I recently noticed a change in the access list for my 2600, which is used as a DSL firewall. I'm seeing IP addresses permitted that I didn't enter. When I try to either reload the ACL or deny those addresses, they get repopulated. Here's the ACL as stored in a text file:
no access-list 102
access-list 102 permit tcp any host 65.184.57.73 established
access-list 102 permit tcp 216.227.56.120 65.184.57.73 any
access-list 102 permit tcp 65.187.0.151 65.184.57.73 any
access-list 102 permit tcp any host 172.17.0.0 established
access-list 102 permit tcp 216.227.56.120 172.17.0.0 any
access-list 102 permit tcp 65.187.0.151 172.17.0.0 any
access-list 102 permit udp 216.227.56.120 172.17.0.0 any
access-list 102 permit udp 65.187.0.151 172.17.0.0 any
access-list 102 permit udp 216.227.56.120 65.184.57.73 any
access-list 102 permit udp 65.187.0.151 65.184.57.73 any
access-list 102 permit udp host 65.184.57.73 any eq 44444
access-list 102 permit udp host 65.184.57.73 any eq isakmp
access-list 102 permit esp host 65.184.57.73 any
access-list 102 permit icmp any any echo-reply
access-list 102 permit icmp any any redirect
access-list 102 permit icmp any any administratively-prohibited
access-list 102 permit icmp any any time-exceeded
access-list 102 permit icmp any any source-quench
access-list 102 permit icmp any any unreachable
access-list 102 deny icmp any any log
access-list 102 deny ip 10.0.0.0 0.255.255.255 any log
access-list 102 deny ip 172.16.0.0 0.15.255.255 any log
access-list 102 deny ip 192.168.0.0 0.0.255.255 any log
access-list 102 deny ip host 65.184.57.73 any log
And here's what I get with a show run command immediately after entering the above commands:
Extended IP access list 102
permit tcp any host 65.184.57.73 established
permit tcp 152.67.0.48 65.184.57.73 any
permit tcp 0.3.0.150 65.184.57.73 any
permit tcp any host 172.17.0.0 established
permit tcp 80.226.56.120 172.17.0.0 any
permit tcp 65.170.0.151 172.17.0.0 any
permit udp 80.226.56.120 172.17.0.0 any
permit udp 65.170.0.151 172.17.0.0 any
permit udp 152.67.0.48 65.184.57.73 any
permit udp 0.3.0.150 65.184.57.73 any
permit udp host 65.184.57.73 any eq 44444
permit udp host 65.184.57.73 any eq isakmp
permit esp host 65.184.57.73 any
permit icmp any any echo-reply
permit icmp any any redirect
permit icmp any any administratively-prohibited
permit icmp any any time-exceeded
permit icmp any any source-quench
permit icmp any any unreachable
deny icmp any any log
deny ip 10.0.0.0 0.255.255.255 any log
deny ip 172.16.0.0 0.15.255.255 any log
deny ip 192.168.0.0 0.0.255.255 any log
deny ip host 65.184.57.73 any log
What's going on here? Even if I reload the router from tftp, I still get the same scenario, same addresses. Have I been hacked or is something else going on?

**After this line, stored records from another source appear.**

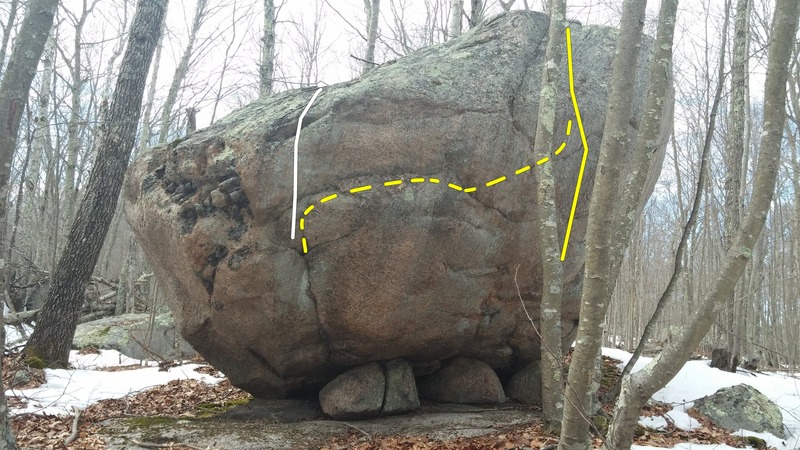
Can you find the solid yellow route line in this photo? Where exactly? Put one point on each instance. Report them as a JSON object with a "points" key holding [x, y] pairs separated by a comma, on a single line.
{"points": [[500, 179], [583, 141]]}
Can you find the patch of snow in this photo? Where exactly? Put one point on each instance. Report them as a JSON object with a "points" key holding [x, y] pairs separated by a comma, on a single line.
{"points": [[654, 422], [106, 358], [769, 438], [682, 420], [81, 388], [697, 379]]}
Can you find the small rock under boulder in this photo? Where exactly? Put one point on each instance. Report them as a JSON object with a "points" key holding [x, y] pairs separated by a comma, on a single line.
{"points": [[526, 385], [401, 388], [128, 334], [742, 407], [371, 390], [463, 380]]}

I'm relatively green about the finer points of router security...
this is CBAC at work. Your router is creating rules for connections YOU are establishing from the inside to get out and back in. This is normal and is similar to the operation of a DMZ host in a firewall that needs to be able to send response packets to
connections (such as smtp, or www) from the internet.
Do you have ip inspect rules or something configured ?
This happens even after a complete reload of the OS (newer version; went from 12.0(7)T to 12.1(1)) from Cisco to flash and wiped config and rebuilt it from scratch. No change.
the config build was done with no outside connection and the address still shows up. Also, the 0.3.0.150 address isn't a valid address. The other ones are unreachable.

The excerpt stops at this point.